It takes an optional hash or hash reference of options.

Supported options are;

  • content

    A string or scalar reference of some or all of the body data to be checked. If this is not provided, 4Kb of data will be read from the body to guess the character encoding.

decode_body

This takes a coma-separated list of encoding or an array reference of encodings, and an optional hash or hash reference of options and decodes the entity body.

It returns the body object upon success, and upon error, sets an error and returns undef.

Supported options are:

  • raise_error

    Boolean. When set to true, this will cause this method to die upon error.

  • replace

    Boolean. If true, this will replace the body content with the decoded version. Defaults to true.

What this method does is instantiate a new HTTP::Promise::Stream object for each encoding and pass it the data whether as a scalar reference if the data are in-memory body, or a file, until all decoding have been applied.

When deflate is one of the encoding, it will try to use IO::Uncompress::Inflate to decompress data. However, some server encode data with deflate but omit the zlib headers, which makes IO::Uncompress::Inflate fail. This is detected and trapped and rawdeflate is used as a fallback.

dump

This dumps the entity data into a string and returns it. It will encode the body if not yet encoded and will escape control and space characters, and show in hexadecimal representation the body content, so that even binary data is safe to dump.

It takes some optional arguments, which are:

  • maxlength

    Max body length to include in the dump.

  • no_content

    The string to use when there is no content, i.e. when the body is empty.

dump_skeleton

This method is more for debugging, or to get a peek at the entity structure. This takes a filehandle to print the result to.

This returns the current entity object on success, and upon error, sets an error and returns undef.

effective_type

This set or get the effective mime-type. In assignment mode, this simply stores whatever mie-type you provide and in retrieval mode, this retrieve the value previously set, or by default the value returned from "mime_type"

encode_body

This encode the entity body according to the encodings provided either as a comma-separated string or an array reference of encodings.

The way it does this is to instantiate a new HTTP::Promise::Stream object for each encoding and pass it the latest entity body.

The resulting encoded body replaces the original one.

It returns the entity body upon success, and upon error, sets an error and returns undef.

epilogue

Sets or gets an array of epilogue lines. An epilogue is lines of text added after the last part of a multipart message.

This returns an array object

ext_vary

Boolean. Setting this to a true value and this will have "decode_body" and "encode_body" change the entity body file extension to reflect the encoding or decoding applied.

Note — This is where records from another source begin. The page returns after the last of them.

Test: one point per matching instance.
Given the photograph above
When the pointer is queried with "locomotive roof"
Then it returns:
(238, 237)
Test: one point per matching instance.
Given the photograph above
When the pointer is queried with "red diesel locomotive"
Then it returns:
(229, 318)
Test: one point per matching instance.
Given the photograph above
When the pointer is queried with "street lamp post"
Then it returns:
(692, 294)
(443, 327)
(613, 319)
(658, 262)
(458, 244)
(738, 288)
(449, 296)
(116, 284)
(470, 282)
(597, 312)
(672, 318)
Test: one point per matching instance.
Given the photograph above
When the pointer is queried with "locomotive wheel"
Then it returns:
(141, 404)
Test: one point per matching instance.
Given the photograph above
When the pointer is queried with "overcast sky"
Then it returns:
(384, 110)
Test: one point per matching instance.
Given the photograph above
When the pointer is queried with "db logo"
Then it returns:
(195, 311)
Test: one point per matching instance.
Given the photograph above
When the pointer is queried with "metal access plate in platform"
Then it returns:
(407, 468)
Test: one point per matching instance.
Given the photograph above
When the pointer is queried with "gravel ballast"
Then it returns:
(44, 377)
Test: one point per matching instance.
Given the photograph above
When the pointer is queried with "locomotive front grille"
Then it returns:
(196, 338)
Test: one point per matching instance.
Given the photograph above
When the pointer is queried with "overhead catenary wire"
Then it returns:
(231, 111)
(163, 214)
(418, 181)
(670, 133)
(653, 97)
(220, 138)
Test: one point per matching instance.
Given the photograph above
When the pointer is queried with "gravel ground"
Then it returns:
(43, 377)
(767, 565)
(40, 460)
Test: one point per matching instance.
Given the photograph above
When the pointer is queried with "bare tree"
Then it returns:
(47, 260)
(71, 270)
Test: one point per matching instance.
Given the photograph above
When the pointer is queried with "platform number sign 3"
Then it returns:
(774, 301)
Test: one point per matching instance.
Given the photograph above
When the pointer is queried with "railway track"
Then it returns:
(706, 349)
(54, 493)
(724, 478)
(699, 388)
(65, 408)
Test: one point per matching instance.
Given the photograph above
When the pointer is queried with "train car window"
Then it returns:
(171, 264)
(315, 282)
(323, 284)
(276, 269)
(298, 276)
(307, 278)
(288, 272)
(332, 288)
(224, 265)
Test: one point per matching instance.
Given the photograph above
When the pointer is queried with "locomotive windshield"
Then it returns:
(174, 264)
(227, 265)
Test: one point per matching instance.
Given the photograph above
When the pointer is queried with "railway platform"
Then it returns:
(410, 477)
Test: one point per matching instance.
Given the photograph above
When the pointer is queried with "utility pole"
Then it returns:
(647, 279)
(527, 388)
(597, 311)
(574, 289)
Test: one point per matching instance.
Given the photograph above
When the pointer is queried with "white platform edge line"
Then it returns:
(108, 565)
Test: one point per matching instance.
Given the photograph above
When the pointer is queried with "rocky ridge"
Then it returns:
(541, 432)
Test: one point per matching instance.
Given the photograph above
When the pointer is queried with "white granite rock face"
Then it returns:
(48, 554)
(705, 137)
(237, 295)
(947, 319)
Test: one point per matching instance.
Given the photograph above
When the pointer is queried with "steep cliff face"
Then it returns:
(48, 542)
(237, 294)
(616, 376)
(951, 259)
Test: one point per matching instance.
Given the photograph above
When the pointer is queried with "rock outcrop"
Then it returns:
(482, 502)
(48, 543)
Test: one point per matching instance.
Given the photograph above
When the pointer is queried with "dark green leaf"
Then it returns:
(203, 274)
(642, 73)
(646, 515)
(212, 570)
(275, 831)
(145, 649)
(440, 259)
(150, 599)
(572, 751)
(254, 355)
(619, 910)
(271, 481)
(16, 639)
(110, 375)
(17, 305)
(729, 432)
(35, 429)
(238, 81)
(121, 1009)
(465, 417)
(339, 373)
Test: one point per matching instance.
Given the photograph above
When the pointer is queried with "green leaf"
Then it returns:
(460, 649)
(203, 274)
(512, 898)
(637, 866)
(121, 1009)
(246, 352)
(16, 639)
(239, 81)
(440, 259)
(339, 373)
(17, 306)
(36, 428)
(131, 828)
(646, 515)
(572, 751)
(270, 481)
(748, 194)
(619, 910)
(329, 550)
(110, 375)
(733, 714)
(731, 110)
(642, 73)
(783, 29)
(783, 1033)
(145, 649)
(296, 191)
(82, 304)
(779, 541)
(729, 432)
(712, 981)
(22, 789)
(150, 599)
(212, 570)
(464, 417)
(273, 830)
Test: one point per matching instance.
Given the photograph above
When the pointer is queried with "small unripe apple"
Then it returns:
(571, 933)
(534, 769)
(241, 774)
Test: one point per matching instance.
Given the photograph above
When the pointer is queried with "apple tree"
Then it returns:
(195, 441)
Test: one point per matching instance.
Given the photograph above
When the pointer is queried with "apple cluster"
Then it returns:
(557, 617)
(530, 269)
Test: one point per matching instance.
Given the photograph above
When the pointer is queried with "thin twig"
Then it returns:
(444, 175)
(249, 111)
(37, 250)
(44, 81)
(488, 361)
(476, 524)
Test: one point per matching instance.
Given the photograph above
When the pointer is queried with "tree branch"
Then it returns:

For example, if the entity body is stored in a text file /tmp/DDAB03F0-F530-11EC-8067-D968FDB3E034.txt, applying "encode_body" with gzip will create a new body text file such as /tmp/DE13000E-F530-11EC-8067-D968FDB3E034.txt.gz

guess_character_encoding

This will try to guess the entity body character encoding.

It returns the encoding found as a string, if any otherwise it returns an empty string (not undef), and upon error, sets an error and returns undef.

This method tries to guess variation of unicode character sets, such as UTF-16BE, UTF-16LE, and utf-8-strict

It takes some optional parameters:

  • content

    A string or scalar reference of content data to perform the guessing against.

    If this is not provided, this method will read up to 4096 bytes of data from the body to perform the guessing.

See also "content_charset"

Set or get the value returned by calling "header" in HTTP::Promise::Headers

This is just a shortcut.

headers

Sets or get the entity headers object

header_as_string

Returns the entity headers as a string.

http_message

Sets or get the HTTP message object

io_encoding

This tries hard to find out the character set of the entity body to be used with "open" in perlfunc or "binmode" in perlfunc

It returns a string, possibly empty if nothing could be guessed, and upon error, sets an error and returns undef.

It takes the following optional parameters:

  • alt_charset

    Alternative character set to be used if none other could be found nor worked.

  • body

    The entity body object to use.

  • charset

    A string containing the charset you think is used and this will perform checks against it.

  • charset_strict

    Boolean. If true, this will enable the guessing in more strict mode (using the FB_CROAK flag on Encode)

  • content

    A string or a scalar reference of content data to the guessing against.

  • default_charset

    The default charset to use when nothing else was found.

is_binary

This checks if the data provided, or by default this entity body is binary data or not.

It returns true (1) if it is, and false (0) otherwise. It returns false if the data is empty.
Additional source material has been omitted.